To conclude my three part series on writing MapReduce jobs with shell script for use with Hadoop Streaming, I’ve decided to throw together a video tutorial on running the jobs we’ve created in Oozie
, a workflow editor for Hadoop that allows jobs to be chained, forked, scheduled, etc. To do this I explain more about the MapReduce jobs and setup, then use Hue
(a GUI for Hadoop management) to create an Oozie workflow from the three tasks and run them.
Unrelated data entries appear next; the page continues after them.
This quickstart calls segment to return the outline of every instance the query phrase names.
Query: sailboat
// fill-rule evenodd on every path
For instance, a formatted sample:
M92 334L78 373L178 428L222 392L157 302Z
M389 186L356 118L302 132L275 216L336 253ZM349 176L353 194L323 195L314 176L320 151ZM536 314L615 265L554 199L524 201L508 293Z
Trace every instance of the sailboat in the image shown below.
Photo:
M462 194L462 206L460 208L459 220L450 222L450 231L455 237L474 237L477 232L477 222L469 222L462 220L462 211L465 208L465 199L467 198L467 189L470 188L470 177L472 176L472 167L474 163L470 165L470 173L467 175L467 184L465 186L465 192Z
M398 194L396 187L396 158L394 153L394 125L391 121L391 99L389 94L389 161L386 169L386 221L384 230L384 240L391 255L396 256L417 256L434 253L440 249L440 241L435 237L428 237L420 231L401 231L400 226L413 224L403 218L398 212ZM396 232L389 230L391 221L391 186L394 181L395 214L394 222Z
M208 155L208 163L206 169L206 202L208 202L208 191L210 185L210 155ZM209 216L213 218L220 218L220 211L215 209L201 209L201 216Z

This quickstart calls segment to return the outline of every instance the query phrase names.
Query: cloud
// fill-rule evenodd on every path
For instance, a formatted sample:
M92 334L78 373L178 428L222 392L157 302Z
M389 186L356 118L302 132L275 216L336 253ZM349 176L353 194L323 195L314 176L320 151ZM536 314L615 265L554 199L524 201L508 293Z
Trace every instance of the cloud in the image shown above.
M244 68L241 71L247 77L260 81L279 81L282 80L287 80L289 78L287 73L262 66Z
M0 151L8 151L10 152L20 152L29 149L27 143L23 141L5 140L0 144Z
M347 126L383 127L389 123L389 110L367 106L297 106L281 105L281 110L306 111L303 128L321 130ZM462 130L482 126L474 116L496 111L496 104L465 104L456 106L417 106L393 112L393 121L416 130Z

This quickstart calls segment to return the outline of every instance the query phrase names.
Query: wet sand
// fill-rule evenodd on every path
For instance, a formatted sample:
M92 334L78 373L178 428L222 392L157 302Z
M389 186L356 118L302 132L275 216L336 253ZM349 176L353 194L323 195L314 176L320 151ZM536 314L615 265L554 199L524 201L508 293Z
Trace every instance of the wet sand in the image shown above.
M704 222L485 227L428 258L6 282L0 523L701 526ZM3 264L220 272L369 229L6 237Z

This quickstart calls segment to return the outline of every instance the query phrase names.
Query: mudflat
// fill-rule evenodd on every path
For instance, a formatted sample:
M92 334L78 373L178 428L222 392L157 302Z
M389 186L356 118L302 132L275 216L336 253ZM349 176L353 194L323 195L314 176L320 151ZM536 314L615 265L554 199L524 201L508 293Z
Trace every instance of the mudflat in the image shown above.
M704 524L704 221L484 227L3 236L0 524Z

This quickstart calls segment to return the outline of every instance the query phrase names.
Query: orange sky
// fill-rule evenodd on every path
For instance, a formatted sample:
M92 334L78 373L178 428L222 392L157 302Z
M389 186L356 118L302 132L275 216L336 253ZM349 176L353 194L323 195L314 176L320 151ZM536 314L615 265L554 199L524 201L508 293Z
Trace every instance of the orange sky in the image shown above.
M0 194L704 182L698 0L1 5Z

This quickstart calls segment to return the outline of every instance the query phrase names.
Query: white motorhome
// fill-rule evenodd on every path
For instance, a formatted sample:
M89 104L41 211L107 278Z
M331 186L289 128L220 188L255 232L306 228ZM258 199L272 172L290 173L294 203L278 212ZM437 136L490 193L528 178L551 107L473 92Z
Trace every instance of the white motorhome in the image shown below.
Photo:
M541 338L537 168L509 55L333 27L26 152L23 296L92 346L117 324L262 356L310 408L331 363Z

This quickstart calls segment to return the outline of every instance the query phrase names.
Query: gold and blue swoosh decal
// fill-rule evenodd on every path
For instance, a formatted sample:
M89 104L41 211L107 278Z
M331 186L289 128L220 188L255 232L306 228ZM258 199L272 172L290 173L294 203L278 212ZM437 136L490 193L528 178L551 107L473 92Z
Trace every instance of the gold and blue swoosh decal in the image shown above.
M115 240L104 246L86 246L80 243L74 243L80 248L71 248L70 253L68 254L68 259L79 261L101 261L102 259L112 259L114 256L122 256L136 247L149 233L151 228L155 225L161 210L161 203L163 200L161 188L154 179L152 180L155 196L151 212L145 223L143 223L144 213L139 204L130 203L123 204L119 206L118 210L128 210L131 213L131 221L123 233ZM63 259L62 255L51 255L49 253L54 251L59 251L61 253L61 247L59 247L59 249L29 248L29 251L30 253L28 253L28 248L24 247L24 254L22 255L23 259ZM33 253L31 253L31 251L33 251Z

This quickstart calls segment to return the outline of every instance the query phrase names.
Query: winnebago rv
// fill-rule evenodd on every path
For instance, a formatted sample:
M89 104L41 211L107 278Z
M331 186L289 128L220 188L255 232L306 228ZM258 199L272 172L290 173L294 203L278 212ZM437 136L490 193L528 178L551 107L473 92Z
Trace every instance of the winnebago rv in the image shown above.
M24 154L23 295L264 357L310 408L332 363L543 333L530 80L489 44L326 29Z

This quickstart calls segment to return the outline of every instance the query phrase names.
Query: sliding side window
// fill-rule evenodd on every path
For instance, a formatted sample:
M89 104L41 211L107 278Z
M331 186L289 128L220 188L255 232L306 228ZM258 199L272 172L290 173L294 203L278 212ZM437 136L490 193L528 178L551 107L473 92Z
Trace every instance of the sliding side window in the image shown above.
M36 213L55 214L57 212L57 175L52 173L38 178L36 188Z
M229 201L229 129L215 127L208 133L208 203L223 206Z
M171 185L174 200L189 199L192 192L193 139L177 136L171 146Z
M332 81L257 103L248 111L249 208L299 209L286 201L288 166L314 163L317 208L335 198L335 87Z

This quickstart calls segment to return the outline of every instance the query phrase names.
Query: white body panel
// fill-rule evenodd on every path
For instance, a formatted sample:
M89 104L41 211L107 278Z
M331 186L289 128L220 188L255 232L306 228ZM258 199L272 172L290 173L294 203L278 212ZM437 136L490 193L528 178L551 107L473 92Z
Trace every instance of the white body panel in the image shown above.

After that, I use Hive
to create a table on top of the HDFS stored data and run a SQL query against it.
- As I mention in the video, in order to use Hadoop Streaming with Oozie you should configure the ShareLib. You can find details on the reasoning here and the process for setting this up in the CDH4 Install Guide under “Installing the Oozie ShareLib in Hadoop HDFS”.
- If you want to follow along, you’ll need the Cloudera QuickStart VM and my source data and scripts.
- In the section on Hive I erroneously say that the file on HDFS is moved into the Hive Metastore on table creation. It’s not the Metastore, but the Hive namespace in HDFS. You can find more on Hive table types here.
- The workflow in Oozie worked; however, it would have been much better for me to add my shell scripts (maptf.sh, redtf.sh, mapdf.sh, reddf.sh, maptfidf.sh, and IdentityReducer.sh) to the job and running from HDFS instead of the local Linux filesystem.
Featured image for this article by heatheronhertravels.com.